Hello, My answer (for what it is worth) is "A". Many of the German doctors (who have a whole lot more experience with Lutetium than here in North America) are convinced that Xtandi (enzalutamide) increases the expression of PSMA. There have been several clinical trials looking into this although I am not totally sure of the results. Try ENZA-P (NCT04419402) to start. I would definitely mention this option to your medical oncologist and see what he/she has to say.
There is at least one paper that I know of that claims it does. There are some prerequisites though: Two weeks to one month before the pet scan and no concurrent or recent ADT. I don't know if chemo affects things in any way.
I would started a month before the PSMA PET/CT. The PSMA expression of the mets in the PSMA PET/CT has a prognostic value for the efficacy of the Lu 177 PSMA treatment. If the mets have a SUV value below 9 the Lu 177 PSMA treatment is less effective.
His last PSMA, prior to chemo, showed SUV values of 37-65, so it should be interesting to see what this scan in July shows. Thank you for that number; this is helpful.
I've heard about patients taking Xtandi (Enzalutamide) with chemotherapy, there was a recent trial (PRESIDE) that demostrated a benefit for patients who were on Xtandi to continue it during Docetaxel chemotherapy.
It depends. . . I think they have generally found that enzalutamide may increase PSMA expression for Lu-PSMA-614 treatments primarily in mCRPC patients that have been on ADT for substantial time.Your husband is still mHSPC and on ADT but not for that long. So there is some uncertainty there. For example, my Lu177 physician here in Australia where I am now to receive Lu-PSMA-J591 treatments told me he wants me to stay in my high dose testosterone cycle throughout the treatments to have the cancer cells as metabolically active as possible. I too am mHSPC.
So best to have the baseline PSMA PET scan done without adding anything nd then consult with the physician who would be doing the treatments. He may want to do one cycle without enzalutamide and then do a repeat scan to assess the situation. It is not one size fits all.
Sadly, he is no longer mHSPC. He has been considered mCRPC since late fall. You are right; we could add the enzalutamide after the first treatment if we think it might help. My hope is to kill as many of those cancer cells as possible!

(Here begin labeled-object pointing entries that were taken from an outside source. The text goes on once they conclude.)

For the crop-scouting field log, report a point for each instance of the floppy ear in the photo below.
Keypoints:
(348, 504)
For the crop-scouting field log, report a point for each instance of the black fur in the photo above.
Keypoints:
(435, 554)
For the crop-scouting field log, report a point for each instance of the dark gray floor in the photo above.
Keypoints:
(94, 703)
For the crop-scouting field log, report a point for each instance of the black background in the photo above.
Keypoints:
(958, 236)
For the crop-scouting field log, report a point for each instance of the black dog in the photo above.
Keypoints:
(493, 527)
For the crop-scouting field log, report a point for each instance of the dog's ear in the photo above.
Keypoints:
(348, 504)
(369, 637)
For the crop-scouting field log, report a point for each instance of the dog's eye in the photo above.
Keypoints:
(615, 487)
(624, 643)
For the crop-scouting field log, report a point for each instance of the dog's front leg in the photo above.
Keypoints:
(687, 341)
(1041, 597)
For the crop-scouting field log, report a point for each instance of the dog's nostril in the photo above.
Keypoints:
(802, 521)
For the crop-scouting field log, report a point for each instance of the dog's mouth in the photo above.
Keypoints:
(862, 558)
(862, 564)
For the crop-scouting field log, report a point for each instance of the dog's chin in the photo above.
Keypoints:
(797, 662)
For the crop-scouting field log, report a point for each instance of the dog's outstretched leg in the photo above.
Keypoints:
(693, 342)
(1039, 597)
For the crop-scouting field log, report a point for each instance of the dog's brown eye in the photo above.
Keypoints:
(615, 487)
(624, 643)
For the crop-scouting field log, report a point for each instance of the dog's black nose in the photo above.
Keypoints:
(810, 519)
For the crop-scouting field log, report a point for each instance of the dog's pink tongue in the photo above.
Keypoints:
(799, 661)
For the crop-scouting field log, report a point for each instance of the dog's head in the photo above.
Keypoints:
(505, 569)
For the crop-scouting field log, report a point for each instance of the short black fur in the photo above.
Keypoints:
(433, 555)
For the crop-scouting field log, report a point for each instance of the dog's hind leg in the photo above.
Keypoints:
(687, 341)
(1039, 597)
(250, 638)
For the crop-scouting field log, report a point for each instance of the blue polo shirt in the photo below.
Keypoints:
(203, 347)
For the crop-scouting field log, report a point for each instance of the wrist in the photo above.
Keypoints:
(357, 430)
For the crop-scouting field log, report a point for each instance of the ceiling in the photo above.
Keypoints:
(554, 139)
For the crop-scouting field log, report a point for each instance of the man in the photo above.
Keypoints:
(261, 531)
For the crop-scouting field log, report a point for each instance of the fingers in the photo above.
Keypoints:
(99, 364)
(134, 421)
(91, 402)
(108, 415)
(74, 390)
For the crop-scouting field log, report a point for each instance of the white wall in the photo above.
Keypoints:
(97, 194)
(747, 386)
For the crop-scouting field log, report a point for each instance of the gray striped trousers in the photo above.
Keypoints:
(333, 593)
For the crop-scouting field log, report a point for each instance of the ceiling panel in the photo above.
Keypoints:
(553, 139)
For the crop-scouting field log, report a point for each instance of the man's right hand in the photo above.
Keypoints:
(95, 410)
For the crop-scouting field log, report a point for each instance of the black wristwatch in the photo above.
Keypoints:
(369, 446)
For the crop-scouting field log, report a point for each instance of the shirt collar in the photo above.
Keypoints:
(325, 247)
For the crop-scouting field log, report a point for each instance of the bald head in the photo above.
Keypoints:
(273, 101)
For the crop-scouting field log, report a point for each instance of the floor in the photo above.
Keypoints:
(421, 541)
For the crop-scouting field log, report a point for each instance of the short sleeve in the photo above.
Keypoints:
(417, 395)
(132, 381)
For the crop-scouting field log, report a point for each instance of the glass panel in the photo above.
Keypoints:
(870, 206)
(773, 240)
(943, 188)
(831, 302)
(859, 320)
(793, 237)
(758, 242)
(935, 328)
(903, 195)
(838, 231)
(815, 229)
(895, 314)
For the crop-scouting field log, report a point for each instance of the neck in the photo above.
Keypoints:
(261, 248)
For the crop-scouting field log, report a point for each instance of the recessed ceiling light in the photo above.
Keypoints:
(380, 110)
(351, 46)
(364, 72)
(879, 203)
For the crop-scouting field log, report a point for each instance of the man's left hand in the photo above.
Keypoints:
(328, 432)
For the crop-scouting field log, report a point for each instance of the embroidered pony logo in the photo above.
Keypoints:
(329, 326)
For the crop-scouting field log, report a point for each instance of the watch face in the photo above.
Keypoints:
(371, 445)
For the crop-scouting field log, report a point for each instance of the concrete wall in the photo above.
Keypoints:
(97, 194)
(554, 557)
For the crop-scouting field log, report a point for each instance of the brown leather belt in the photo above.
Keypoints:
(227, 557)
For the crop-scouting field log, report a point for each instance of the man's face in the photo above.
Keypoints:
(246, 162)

Yes you read it right, using enzalutamide with Pluvicto enhances PSMA expression in castration resistant prostate cancer. However, Enza is associated with significant side-effects and some patients are not able to tolerate it. It is advisable to consult your primary treating physician, prior to starting the treatment.
I am happy to report that he started enzalutamide in July, prior to treatment and has tolerated it with no side effects. He has had two Pluvicto treatments this far, and has scans scheduled in 2 weeks, so we will see his progress. Thanks for the input!